Le pigeonnier, afin d’être vu, est construit de préférence sur une élévation, exposé au levant ou au midi, une lucarne de toit est généralement positionnée à l’abri des vents dominants et orientée à l’est, afin de profiter des premiers rayons de soleil. Les pigeonniers sont plus nombreux dans les régions céréalières ; il en existe dans le centre de la France, mais le Languedoc et le Périgord sont des territoires qui possèdent de très nombreux colombiers.

Jusqu’à la moitié du XIXème siècle, le pigeon tenait une place importante en tant que denrée alimentaire. Par ailleurs, l’apport d’un engrais produit par les fientes, appelé aussi colombine, est un intéressant amendement pour enrichir les terres, les vignes, les jardins potagers et les vergers.
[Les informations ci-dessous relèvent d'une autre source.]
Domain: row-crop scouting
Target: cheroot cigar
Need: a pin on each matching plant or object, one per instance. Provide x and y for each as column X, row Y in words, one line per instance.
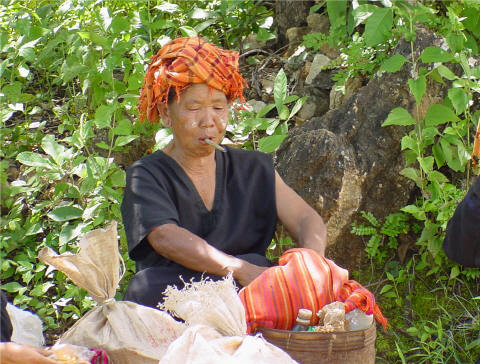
column 215, row 145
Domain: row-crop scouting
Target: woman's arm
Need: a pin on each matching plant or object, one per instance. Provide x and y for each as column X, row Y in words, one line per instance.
column 462, row 243
column 11, row 353
column 301, row 220
column 191, row 251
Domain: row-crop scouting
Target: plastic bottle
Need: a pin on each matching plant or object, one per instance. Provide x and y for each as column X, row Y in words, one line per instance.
column 358, row 320
column 303, row 320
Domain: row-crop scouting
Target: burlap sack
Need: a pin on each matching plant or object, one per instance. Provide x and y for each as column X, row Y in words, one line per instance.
column 217, row 332
column 128, row 332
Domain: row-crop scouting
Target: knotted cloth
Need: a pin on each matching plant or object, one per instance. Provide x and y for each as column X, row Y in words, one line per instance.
column 303, row 279
column 182, row 62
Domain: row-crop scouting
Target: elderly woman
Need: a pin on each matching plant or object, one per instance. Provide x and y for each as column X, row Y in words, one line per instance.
column 190, row 210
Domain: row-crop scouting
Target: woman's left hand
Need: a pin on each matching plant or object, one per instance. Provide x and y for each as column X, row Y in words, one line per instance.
column 247, row 272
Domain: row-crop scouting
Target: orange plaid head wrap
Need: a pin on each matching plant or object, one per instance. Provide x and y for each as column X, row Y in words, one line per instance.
column 476, row 149
column 182, row 62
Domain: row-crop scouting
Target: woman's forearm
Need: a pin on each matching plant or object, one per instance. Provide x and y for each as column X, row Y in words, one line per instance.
column 312, row 233
column 189, row 250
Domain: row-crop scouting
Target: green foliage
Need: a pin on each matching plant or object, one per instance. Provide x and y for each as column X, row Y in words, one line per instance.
column 70, row 78
column 436, row 150
column 256, row 131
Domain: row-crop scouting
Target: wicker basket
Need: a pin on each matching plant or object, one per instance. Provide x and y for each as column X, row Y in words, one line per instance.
column 332, row 348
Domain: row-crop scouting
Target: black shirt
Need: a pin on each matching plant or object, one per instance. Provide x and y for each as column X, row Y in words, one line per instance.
column 462, row 240
column 242, row 219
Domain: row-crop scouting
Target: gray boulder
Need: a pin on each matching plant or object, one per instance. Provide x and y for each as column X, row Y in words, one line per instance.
column 345, row 161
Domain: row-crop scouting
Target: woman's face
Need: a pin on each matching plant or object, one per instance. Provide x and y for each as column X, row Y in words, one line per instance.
column 201, row 113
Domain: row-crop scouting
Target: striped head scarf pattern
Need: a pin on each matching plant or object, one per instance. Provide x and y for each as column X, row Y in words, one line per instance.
column 182, row 62
column 303, row 279
column 476, row 149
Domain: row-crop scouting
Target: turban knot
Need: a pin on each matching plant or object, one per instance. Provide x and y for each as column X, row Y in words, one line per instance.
column 182, row 62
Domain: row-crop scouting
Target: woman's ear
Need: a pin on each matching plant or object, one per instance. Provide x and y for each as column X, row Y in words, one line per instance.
column 164, row 115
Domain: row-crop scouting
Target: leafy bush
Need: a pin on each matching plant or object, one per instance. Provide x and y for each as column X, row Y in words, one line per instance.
column 70, row 80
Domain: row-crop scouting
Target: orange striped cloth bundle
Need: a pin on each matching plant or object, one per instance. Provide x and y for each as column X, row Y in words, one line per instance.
column 303, row 279
column 184, row 61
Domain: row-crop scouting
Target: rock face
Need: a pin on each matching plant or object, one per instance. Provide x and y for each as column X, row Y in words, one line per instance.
column 345, row 162
column 290, row 13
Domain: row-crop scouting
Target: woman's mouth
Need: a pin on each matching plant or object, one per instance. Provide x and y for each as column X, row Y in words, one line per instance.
column 213, row 144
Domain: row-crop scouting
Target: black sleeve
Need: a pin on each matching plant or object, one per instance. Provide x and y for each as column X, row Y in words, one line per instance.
column 5, row 323
column 146, row 204
column 462, row 239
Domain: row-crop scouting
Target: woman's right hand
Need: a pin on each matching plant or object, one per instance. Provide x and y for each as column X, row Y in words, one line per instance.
column 247, row 272
column 12, row 353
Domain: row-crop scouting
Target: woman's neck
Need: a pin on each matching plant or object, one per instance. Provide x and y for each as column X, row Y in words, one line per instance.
column 192, row 164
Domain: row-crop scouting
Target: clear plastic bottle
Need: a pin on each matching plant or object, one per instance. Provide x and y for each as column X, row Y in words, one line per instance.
column 358, row 320
column 303, row 320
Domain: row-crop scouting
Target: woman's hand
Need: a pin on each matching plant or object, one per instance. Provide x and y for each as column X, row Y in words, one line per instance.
column 247, row 272
column 304, row 224
column 12, row 353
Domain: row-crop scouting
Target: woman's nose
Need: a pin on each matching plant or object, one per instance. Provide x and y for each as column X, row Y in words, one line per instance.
column 208, row 118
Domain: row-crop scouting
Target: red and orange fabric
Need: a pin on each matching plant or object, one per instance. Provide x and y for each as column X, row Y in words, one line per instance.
column 182, row 62
column 476, row 149
column 303, row 279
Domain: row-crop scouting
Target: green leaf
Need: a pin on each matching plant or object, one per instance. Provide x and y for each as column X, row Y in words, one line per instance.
column 434, row 245
column 124, row 140
column 436, row 176
column 409, row 143
column 265, row 110
column 362, row 13
column 426, row 163
column 106, row 18
column 65, row 213
column 270, row 143
column 118, row 178
column 412, row 174
column 417, row 87
column 120, row 24
column 459, row 99
column 399, row 116
column 439, row 114
column 103, row 145
column 290, row 98
column 393, row 64
column 69, row 232
column 34, row 160
column 284, row 112
column 415, row 211
column 11, row 287
column 298, row 105
column 53, row 149
column 438, row 154
column 472, row 345
column 270, row 125
column 5, row 115
column 103, row 116
column 435, row 54
column 41, row 289
column 124, row 127
column 188, row 31
column 280, row 89
column 263, row 35
column 456, row 42
column 386, row 288
column 378, row 27
column 337, row 11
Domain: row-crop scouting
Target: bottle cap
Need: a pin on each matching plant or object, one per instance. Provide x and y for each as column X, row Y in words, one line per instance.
column 303, row 322
column 304, row 314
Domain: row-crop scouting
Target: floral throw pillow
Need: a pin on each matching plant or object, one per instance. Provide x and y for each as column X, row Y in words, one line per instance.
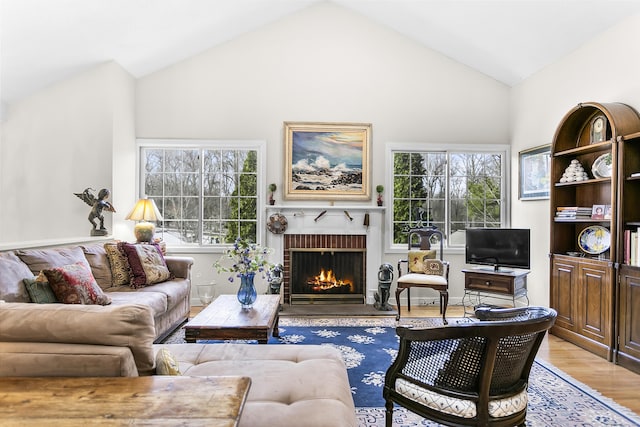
column 74, row 284
column 416, row 260
column 118, row 263
column 146, row 263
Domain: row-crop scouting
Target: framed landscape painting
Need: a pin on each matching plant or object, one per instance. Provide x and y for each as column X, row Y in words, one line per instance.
column 327, row 161
column 535, row 172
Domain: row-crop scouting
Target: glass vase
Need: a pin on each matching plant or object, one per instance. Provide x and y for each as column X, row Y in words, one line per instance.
column 247, row 293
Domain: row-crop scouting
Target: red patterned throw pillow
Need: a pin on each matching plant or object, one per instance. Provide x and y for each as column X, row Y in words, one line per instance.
column 146, row 263
column 74, row 284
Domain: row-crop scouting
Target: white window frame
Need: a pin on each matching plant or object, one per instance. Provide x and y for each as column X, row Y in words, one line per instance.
column 392, row 147
column 257, row 145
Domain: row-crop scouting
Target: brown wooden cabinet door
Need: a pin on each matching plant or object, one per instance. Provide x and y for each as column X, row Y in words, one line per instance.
column 629, row 327
column 564, row 282
column 595, row 302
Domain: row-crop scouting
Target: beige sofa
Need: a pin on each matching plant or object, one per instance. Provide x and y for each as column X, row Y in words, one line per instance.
column 168, row 300
column 291, row 385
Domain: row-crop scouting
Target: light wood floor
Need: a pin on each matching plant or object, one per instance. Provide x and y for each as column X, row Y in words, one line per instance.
column 610, row 380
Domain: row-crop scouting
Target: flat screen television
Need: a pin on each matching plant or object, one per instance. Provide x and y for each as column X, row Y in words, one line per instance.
column 498, row 247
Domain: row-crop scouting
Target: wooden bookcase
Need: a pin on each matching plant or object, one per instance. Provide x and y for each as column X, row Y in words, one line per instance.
column 584, row 279
column 628, row 293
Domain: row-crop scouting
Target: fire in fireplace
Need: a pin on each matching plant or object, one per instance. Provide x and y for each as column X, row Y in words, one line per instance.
column 327, row 275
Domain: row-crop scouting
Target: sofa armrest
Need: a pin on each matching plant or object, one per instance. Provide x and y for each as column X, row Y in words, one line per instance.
column 130, row 326
column 179, row 266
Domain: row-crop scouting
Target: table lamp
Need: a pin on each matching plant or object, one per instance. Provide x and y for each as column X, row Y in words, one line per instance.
column 144, row 211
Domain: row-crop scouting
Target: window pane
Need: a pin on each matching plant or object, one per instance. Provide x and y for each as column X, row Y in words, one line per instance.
column 207, row 195
column 452, row 191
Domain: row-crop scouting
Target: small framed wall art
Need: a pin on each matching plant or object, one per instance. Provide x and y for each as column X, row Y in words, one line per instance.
column 535, row 168
column 327, row 161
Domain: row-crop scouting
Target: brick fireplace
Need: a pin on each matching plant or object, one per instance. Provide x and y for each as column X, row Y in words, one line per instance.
column 332, row 230
column 324, row 268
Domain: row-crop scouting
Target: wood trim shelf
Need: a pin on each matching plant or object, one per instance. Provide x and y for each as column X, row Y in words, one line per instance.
column 588, row 181
column 592, row 148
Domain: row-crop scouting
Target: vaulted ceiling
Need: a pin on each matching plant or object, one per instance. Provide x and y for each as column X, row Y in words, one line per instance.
column 44, row 41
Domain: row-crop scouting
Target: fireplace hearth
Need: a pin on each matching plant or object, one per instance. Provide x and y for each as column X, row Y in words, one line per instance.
column 325, row 269
column 325, row 275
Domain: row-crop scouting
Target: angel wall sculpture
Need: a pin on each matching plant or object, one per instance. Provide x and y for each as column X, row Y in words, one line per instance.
column 98, row 204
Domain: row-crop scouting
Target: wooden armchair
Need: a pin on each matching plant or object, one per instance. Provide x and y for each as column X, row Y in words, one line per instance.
column 468, row 374
column 423, row 270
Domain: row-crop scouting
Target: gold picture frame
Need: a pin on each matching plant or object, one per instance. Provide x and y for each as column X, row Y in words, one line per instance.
column 327, row 161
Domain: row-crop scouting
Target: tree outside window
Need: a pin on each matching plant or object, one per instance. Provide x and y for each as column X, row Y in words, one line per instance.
column 452, row 190
column 208, row 195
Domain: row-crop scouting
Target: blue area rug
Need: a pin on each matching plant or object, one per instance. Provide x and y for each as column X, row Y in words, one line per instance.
column 555, row 399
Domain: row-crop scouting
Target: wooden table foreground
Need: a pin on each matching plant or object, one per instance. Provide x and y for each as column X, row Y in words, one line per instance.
column 154, row 400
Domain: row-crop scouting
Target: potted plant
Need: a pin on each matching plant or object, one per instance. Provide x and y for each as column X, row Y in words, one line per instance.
column 272, row 188
column 379, row 190
column 246, row 259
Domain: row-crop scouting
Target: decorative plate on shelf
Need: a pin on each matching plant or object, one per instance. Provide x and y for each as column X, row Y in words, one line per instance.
column 601, row 168
column 594, row 239
column 277, row 223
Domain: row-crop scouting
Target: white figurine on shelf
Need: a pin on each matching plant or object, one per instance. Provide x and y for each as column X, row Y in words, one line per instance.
column 574, row 172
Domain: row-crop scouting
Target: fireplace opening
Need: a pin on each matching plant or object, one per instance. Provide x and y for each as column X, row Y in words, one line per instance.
column 327, row 276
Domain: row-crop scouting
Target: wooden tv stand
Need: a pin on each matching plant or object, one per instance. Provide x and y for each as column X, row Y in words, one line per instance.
column 480, row 283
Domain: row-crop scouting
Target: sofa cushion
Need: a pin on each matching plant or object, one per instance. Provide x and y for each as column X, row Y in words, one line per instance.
column 156, row 301
column 74, row 284
column 175, row 290
column 14, row 271
column 146, row 263
column 118, row 264
column 130, row 326
column 42, row 259
column 39, row 290
column 97, row 258
column 285, row 385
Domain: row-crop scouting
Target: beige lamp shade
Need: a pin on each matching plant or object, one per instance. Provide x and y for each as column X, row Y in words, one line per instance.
column 144, row 211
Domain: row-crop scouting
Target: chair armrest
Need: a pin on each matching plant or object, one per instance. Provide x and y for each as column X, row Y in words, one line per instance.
column 518, row 313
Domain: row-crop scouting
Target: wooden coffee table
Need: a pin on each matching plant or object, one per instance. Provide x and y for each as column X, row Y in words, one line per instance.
column 120, row 401
column 225, row 319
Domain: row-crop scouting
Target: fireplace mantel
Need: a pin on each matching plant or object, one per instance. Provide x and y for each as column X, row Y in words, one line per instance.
column 340, row 219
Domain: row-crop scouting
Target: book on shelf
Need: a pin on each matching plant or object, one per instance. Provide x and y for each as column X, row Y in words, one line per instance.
column 597, row 212
column 631, row 247
column 574, row 212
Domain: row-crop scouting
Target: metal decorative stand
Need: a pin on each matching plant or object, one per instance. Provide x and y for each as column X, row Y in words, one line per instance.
column 275, row 280
column 385, row 277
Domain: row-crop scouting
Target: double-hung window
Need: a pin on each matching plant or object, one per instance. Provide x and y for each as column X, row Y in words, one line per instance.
column 207, row 191
column 450, row 187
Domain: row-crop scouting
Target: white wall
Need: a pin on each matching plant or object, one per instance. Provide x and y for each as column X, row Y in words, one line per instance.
column 606, row 69
column 55, row 143
column 324, row 63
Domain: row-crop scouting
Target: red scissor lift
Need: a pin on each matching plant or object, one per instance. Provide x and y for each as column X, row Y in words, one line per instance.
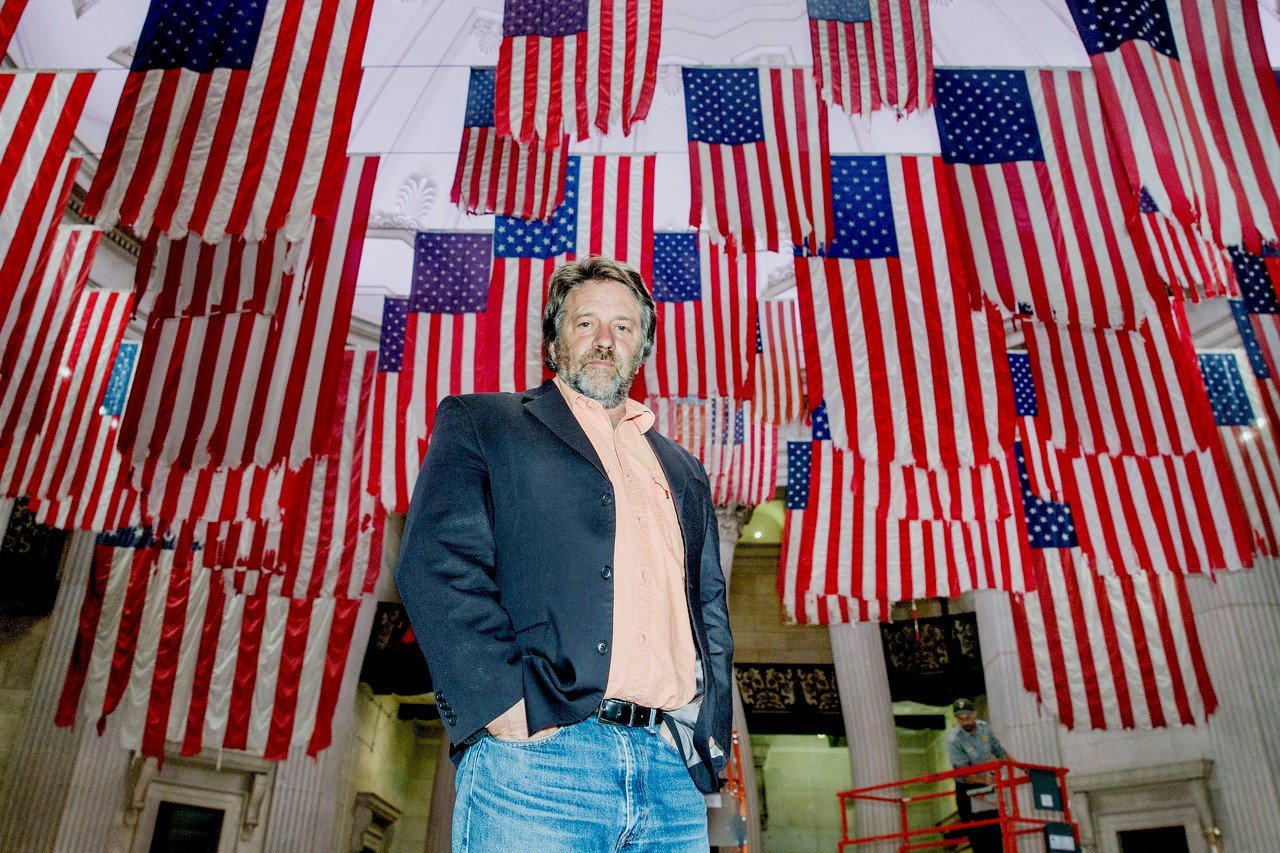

Cette production était une source de revenu non négligeable ; pour recueillir ce précieux terreau dans les meilleures conditions, le sol des pigeonniers était pavé et des trappes de nettoyage étaient percées au niveau des étages. Si la date de construction n’apparaît pas sur le fronton des pigeonniers, il est difficile de connaître l’époque de l’aménagement de ces édifices ; les plus anciens seraient du XIVème siècle, mais ceux que nous pouvons encore visiter, sont généralement plus récents.

Après l’abolition des privilèges, de nombreux colombiers seront construits. De ce fait, un grand nombre datent du XIXème siècle. Les modes et les styles varient selon les régions. De l’Agenais aux limites de la Dordogne, nous rencontrons des pigeonniers aux formes rondes, carrées, construits sur pilotis ou surmontés parfois d’une tour de guet ; tous seront munis d’un dispositif sur leur pourtour, pour défendre l’entrée aux rongeurs.


Ce petit patrimoine, qui aujourd’hui n’abrite plus aucun volatile, sommeille. Il mériterait d’être considéré dans un esprit logique de préservation, dans ce décor alliant l’élégance et le bon goût d’une époque aujourd’hui disparue.